Classification New Samples and the Project Life Cycle
When a project is first put into production, its classification results are not ideal. More training documents are accumulated when a project is first published and fewer documents get collected the longer your project is in production. This is because fewer and fewer documents go unclassified. As a result, certain tasks need to be performed more often for new projects.
If you have the "Use dynamic classifiers during classification" option enabled on the Advanced Online Learning Options window, training documents are used during production to improve classification. This minimizes the number of reclassified documents and therefore lowers the number of training documents accumulated.
If you do not have the "Use dynamic classifiers during classification" option enabled, the collected documents have no effect until the documents are imported and the project is retrained and then published.
As classification training documents are accumulated when dynamic classification is enabled, they sit in the Dynamic Classifiers while a copy is saved in the New Samples Classification subset.
When dynamic classification is not enabled, your accumulated documents are only sitting in New Samples and are not benefitting your project.

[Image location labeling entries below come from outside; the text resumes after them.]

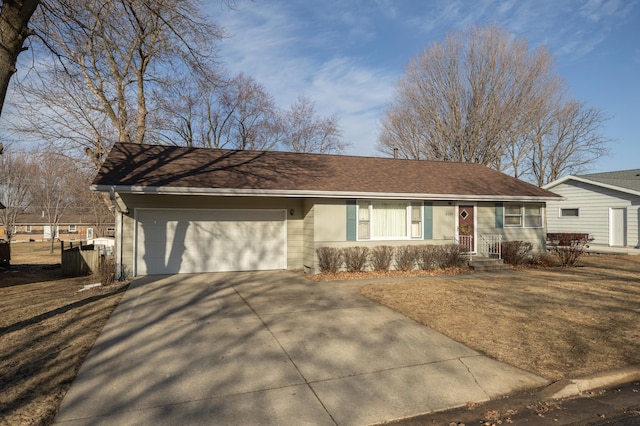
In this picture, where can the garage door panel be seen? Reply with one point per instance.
(173, 241)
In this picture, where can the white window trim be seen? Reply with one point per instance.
(568, 208)
(523, 221)
(408, 221)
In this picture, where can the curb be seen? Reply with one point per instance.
(569, 388)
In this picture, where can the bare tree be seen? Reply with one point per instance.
(235, 114)
(305, 131)
(112, 59)
(566, 142)
(15, 179)
(14, 30)
(91, 204)
(468, 98)
(52, 188)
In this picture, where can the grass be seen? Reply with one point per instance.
(47, 328)
(556, 322)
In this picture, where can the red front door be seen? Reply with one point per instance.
(466, 229)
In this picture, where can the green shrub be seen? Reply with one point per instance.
(453, 255)
(516, 252)
(568, 246)
(355, 258)
(329, 259)
(428, 257)
(381, 257)
(405, 258)
(107, 270)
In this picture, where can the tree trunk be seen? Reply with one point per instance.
(14, 18)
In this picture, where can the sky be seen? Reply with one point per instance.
(347, 56)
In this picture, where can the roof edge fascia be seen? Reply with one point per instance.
(145, 190)
(590, 182)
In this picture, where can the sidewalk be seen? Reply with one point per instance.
(617, 404)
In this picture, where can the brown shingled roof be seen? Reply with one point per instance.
(154, 166)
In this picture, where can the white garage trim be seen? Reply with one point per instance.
(168, 241)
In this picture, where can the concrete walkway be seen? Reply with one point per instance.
(272, 348)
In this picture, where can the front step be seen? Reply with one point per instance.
(486, 264)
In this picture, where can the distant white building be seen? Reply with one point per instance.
(605, 205)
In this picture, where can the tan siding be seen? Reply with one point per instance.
(127, 243)
(444, 222)
(330, 221)
(487, 226)
(594, 203)
(308, 237)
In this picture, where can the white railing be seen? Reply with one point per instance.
(491, 246)
(466, 241)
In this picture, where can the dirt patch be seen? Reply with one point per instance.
(556, 322)
(47, 327)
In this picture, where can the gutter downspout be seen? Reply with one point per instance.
(119, 235)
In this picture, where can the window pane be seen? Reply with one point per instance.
(363, 211)
(533, 211)
(416, 221)
(363, 230)
(533, 221)
(389, 220)
(512, 209)
(569, 212)
(513, 221)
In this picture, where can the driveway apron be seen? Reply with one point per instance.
(271, 348)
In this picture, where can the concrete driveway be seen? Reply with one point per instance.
(271, 348)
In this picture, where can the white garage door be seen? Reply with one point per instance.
(189, 241)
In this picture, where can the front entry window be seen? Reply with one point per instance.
(389, 220)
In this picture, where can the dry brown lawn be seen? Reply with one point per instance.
(47, 328)
(556, 322)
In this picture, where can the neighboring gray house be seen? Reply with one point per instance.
(605, 205)
(185, 210)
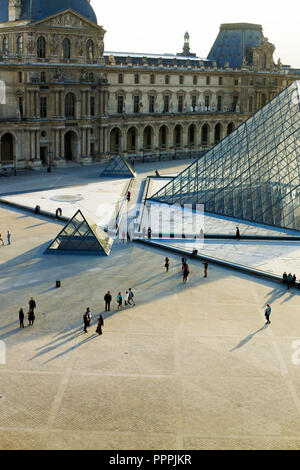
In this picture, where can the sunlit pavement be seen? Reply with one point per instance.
(190, 367)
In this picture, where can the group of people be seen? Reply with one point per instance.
(128, 300)
(87, 318)
(31, 313)
(8, 236)
(289, 280)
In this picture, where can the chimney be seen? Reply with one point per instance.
(14, 10)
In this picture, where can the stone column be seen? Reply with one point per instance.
(37, 144)
(62, 144)
(88, 144)
(88, 98)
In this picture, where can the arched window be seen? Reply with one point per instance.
(70, 105)
(250, 104)
(90, 50)
(66, 48)
(41, 47)
(20, 46)
(5, 44)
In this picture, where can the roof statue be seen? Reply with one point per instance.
(253, 173)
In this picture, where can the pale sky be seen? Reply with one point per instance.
(158, 26)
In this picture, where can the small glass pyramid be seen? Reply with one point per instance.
(81, 235)
(118, 168)
(252, 174)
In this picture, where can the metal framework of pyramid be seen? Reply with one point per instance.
(81, 235)
(252, 174)
(118, 168)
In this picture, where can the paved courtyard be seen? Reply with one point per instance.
(190, 367)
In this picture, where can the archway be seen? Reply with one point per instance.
(71, 146)
(148, 138)
(115, 140)
(163, 137)
(218, 133)
(7, 148)
(192, 135)
(178, 136)
(230, 128)
(205, 135)
(131, 139)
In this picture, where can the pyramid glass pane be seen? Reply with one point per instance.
(81, 235)
(118, 168)
(252, 174)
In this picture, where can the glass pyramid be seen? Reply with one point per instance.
(118, 168)
(252, 174)
(81, 235)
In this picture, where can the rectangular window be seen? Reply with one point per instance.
(180, 104)
(151, 104)
(21, 105)
(92, 105)
(219, 103)
(136, 104)
(166, 104)
(120, 104)
(43, 107)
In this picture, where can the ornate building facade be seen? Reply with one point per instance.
(64, 99)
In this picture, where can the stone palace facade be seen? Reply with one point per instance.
(62, 98)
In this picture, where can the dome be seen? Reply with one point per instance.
(39, 9)
(234, 42)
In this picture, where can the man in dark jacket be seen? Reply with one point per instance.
(32, 305)
(107, 299)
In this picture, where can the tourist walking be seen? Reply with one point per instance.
(87, 319)
(268, 312)
(205, 264)
(31, 317)
(99, 325)
(32, 304)
(284, 278)
(21, 318)
(131, 297)
(185, 274)
(107, 299)
(120, 301)
(289, 280)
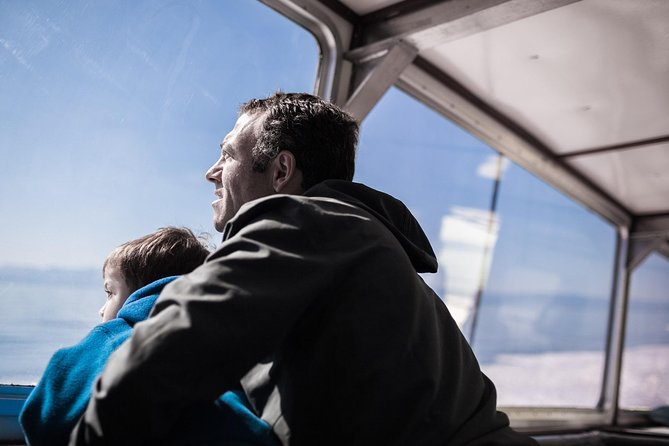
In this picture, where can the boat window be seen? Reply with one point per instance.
(644, 383)
(525, 271)
(111, 112)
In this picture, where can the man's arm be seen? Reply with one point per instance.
(210, 327)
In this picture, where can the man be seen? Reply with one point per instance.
(312, 302)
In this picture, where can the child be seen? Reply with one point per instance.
(134, 274)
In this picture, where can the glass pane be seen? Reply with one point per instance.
(541, 331)
(445, 176)
(111, 112)
(644, 383)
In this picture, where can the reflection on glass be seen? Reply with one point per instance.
(446, 177)
(111, 112)
(542, 326)
(645, 372)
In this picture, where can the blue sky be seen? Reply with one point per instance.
(112, 111)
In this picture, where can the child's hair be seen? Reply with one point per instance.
(167, 252)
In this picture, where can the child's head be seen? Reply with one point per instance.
(166, 252)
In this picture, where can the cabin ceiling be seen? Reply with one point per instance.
(575, 91)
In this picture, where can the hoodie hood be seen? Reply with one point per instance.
(390, 211)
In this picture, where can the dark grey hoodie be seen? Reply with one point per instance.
(314, 303)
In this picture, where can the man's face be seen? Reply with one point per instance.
(236, 182)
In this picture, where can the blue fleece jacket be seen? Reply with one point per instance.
(55, 405)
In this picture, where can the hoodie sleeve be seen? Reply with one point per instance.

In order to ensure that you move your training documents into your Classification Set on a regular basis, import your Classification New Samples and train your project after the following time intervals:
-
After one week
-
After two weeks
-
After three weeks
-
After four weeks
-
After two months
-
After three months
-
After six months
-
After one year
After one year, your project should be successfully processing documents without many problems. By now, the only time training documents are collected is when a new vendor or form is encountered. Continue to monitor your project and import the documents and re-train your project, every six months or so.